We let the input voltage v_{s}  be a sinusoid of amplitude 1 V and phase 0° .  Figure 14.51 is the schematic for the circuit. The capacitor is rotated 270° counterclockwise to ensure that pin 1 (the positive terminal) is on top. The voltage marker is inserted to the output voltage across the capacitor. To perform a linear sweep for  1 < f < 100 Hz with 50 points, we select Analysis/Setup/AC Sweep, DCLICK Linear, type 50 in the Total Pts box, type 1 in the Start Freq box, and type 1000 in the End Freq box. After saving the file, we select Analysis/Simulate to simulate the circuit. If there are no errors, the PSpice A/D window will display the plot of V(C1:1), which is the same as V_{o}   or  H(ω) = V_{o} /1 ,   as shown in Fig. 14.52(a). This is the magnitude plot, since V(C1:1) is the same as VM(C1:1). To obtain the phase plot, select Trace/Add in the PSpice A/D menu and type VP(C1:1) in the Trace Command box. Figure 14.52(b) shows the result.
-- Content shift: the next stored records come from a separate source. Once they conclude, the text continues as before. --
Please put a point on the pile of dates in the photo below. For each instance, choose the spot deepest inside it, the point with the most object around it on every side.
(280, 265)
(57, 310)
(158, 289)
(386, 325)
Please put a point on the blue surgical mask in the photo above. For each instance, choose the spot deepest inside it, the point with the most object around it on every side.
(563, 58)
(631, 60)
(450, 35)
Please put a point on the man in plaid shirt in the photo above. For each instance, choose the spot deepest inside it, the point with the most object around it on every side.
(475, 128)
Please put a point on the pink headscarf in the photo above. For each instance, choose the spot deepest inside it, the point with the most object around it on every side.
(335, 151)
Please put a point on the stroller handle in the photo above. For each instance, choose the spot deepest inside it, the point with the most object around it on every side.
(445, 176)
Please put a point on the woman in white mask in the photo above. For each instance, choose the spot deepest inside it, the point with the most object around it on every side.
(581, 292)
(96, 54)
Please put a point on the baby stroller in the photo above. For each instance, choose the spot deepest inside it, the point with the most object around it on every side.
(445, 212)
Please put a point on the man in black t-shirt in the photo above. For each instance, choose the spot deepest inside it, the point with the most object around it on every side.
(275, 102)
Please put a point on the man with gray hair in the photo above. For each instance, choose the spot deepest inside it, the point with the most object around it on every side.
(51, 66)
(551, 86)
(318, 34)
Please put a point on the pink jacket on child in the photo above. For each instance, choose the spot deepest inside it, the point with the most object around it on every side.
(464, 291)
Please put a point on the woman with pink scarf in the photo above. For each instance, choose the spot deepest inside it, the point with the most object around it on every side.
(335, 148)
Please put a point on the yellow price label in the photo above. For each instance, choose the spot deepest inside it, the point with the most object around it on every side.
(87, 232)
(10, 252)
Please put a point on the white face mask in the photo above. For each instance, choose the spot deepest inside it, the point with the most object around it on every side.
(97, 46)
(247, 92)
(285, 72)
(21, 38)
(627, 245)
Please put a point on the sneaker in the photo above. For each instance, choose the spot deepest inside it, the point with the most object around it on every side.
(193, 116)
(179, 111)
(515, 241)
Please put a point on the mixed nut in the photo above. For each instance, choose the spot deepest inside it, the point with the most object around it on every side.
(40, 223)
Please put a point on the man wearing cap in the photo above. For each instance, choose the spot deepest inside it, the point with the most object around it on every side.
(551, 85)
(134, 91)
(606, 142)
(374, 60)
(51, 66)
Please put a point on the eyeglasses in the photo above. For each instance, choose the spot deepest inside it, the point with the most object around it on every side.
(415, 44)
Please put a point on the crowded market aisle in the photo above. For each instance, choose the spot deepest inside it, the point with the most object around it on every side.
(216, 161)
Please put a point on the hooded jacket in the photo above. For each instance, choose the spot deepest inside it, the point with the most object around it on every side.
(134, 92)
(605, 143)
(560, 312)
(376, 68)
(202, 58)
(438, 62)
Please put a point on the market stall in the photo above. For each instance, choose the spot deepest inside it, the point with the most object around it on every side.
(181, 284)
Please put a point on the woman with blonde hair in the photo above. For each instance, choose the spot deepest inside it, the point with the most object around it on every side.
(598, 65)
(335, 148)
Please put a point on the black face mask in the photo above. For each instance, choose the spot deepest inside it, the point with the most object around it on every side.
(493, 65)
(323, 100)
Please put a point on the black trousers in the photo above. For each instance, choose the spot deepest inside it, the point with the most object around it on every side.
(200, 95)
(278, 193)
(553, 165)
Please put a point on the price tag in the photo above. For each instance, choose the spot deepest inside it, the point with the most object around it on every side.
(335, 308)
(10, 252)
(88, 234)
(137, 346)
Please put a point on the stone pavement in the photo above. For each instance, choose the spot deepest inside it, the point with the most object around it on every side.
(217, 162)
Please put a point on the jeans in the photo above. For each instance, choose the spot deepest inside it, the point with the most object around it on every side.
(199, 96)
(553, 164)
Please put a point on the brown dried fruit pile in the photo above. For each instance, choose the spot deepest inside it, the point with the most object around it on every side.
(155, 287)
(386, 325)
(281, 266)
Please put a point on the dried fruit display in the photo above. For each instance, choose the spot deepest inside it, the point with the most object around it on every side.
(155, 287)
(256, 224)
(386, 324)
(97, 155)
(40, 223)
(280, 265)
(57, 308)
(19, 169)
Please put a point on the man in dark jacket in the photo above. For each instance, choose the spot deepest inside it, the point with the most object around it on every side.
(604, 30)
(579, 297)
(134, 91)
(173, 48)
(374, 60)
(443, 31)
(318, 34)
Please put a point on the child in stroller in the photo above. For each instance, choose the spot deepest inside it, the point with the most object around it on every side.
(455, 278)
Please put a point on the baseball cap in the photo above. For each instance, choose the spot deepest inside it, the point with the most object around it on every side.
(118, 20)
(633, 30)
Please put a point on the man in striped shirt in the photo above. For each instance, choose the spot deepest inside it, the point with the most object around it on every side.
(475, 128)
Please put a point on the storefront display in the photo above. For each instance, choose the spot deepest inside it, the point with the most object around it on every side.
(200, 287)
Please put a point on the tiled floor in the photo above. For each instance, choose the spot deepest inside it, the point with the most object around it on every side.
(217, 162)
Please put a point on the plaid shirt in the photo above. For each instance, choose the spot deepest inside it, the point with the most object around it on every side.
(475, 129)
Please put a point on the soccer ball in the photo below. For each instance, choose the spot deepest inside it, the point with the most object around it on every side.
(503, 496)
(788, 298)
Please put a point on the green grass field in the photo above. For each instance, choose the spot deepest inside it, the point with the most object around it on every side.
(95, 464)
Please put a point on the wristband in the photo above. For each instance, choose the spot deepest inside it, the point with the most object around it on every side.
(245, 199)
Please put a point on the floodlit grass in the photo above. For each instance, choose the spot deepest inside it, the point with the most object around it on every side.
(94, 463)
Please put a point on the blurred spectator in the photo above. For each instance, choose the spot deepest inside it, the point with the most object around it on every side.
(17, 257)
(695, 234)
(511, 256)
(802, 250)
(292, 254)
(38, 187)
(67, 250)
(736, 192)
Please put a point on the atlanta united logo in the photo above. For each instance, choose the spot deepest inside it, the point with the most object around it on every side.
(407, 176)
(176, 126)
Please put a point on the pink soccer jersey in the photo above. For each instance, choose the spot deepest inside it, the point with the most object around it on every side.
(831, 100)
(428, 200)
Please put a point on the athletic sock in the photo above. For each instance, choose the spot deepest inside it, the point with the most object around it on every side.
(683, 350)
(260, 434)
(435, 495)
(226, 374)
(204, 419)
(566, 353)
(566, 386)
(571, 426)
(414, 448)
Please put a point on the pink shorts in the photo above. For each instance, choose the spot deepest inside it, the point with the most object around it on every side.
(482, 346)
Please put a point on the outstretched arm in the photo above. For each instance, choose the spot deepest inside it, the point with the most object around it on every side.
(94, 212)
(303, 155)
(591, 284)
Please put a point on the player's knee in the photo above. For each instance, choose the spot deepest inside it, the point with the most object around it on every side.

By hand, the transfer function is

H(ω) = \frac{V_{o}}{V_{s}} = \frac{1,000}{9,000  +  jω8}

or

  H(ω) =  \frac{1}{9  +  j16π  ×  10^{-3}}

showing that the circuit is a lowpass filter as demonstrated in Fig. 14.52. Notice that the plots in Fig. 14.52 are similar to those in Fig. 14.3 (note that the horizontal axis in Fig. 14.52 is logrithic while the horizontal axis in Fig. 14.3 is linear.)